Les combats entre Taliban et armée pakistanaise se poursuivent dans la vallée de Swat. Dans le camp de Jalala, qui accueille 30 000 déplacés, la situation sanitaire s'aggrave et les ONG ne parviennent pas à faire face à l’afflux. Reportage.
Le camp de Jalala est complètement saturé : situé à 150 kilomètres au nord-ouest d'Islamabad, près de la ville de Mardan, il accueille déjà 30 000 personnes, parmi les centaines de milliers d'autres qui ont fui les combats entre l'armée et les Taliban. Pourtant, plusieurs camps ont été installés autour de Mardan. Mais Jalala - camp qui a été monté le 5 mai et qui est prévu pour 20 000 personnes - est déjà plein.
Résultat : les ONG sont débordées, notamment les équipes médicales de l'Unicef et du Jamaat-ud-Dawa, la branche légale du Lashkar-e-Taiba, un groupe armé soupçonné d'avoir organisé les attentats de Bombay. Des centaines de tentes sont alignées en plein soleil sur un terrain vague poussiéreux où la température atteint les 40 degrés l'après-midi. Sous les tentes, c'est encore pire. Comme elles ne sont pas adaptées pour l'été, il fait 50 degrés. Les enfants et les personnes âgées sont les premières à souffrir de la chaleur. Les nourrissons meurent à cause de la déshydratation. Et les couvertures fournies par l'ONU sont des couvertures d'hiver !
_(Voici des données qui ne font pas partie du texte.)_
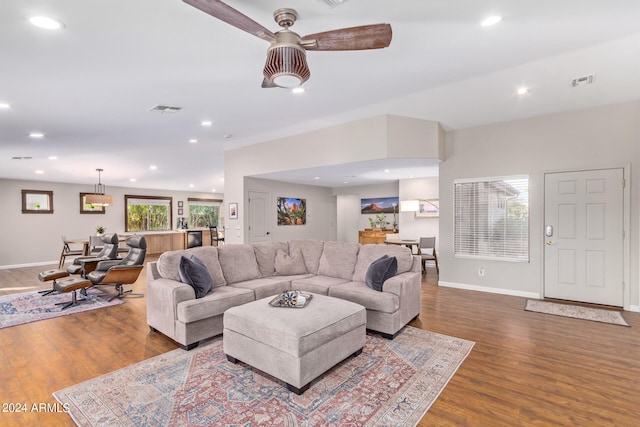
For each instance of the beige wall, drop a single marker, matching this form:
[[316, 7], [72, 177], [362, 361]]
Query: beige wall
[[595, 138], [367, 139]]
Ni électricité ni eau courante
Les ONG ont été prises de court par le déclenchement de l'offensive militaire fin avril. Un employé d'une organisation humanitaire qui préfère rester anonyme admet d'ailleurs que, "comme le gouvernement pakistanais [nous] a laissé trop peu de temps pour accueillir les déplacés, on manque de nourriture et de médecins. Chaque jours, on examine 6 000 patients et lorsqu'on ferme l'antenne médicale pour la nuit, certains attendent la réouverture jusqu'au matin. Cela n'arrête jamais".
Cette absence de préparation exaspère les déplacés, en particulier Adil, 43 ans. Les yeux sont fatigués mais la voix est exaspérée : "On doit faire la queue pour tout : obtenir à manger, se faire enregistrer... La semaine dernière, il y a même des gens qui se sont battus entre eux pour quelques couvertures !" Beaucoup accusent aussi les autorités de ne pas transférer l'aide. "L'argent n'arrive pas, s'énerve Hamaid. La preuve : nous n'avons ni électricité ni eau courante et il n'y a pas d'école pour les enfants. On nous traite comme des délinquants ! Et mes enfants supportent mal la chaleur", explique, la sueur au front, cet habitant de Mingora, dans la vallée de Swat.
Exaspération et colère
Conséquence de cette colère contre le gouvernement, certains, comme Adil, ne semblent pas en vouloir aux Taliban : "Je n'ai pas de problème avec eux. Avant les combats, on vivait en paix et tout allait bien. Je ne comprends pas pourquoi l'armée a lancé une offensive." Un autre déplacé ajoute : "L'armée ne cible pas les Taliban, elle s'en prend aux civils, bombarde nos maisons, impose un couvre-feu qu'elle ne suspend que quelques heures par jour." A l'avenir, cette colère pourrait faire le jeu des mouvements djihadistes.
L'armée semble consciente de cette exaspération : dans un communiqué publié mercredi 13 mars, le chef d'état-major, le général Kayani, a indiqué que l'armée allait envoyer une partie de ses rations aux déplacés ce qui permettra de nourrir 80 000 personnes par jour dans les prochaines semaines. Des équipes médicales militaires seront également déployées dans les camps.
Le président pakistanais s'inquiète aussi de la situation. Mercredi, à l'issue de sa rencontre avec le secrétaire général de l'ONU Ban Ki-moon à New York , Asif Ali Zardari a appelé la communauté internationale à venir en aide aux déplacés.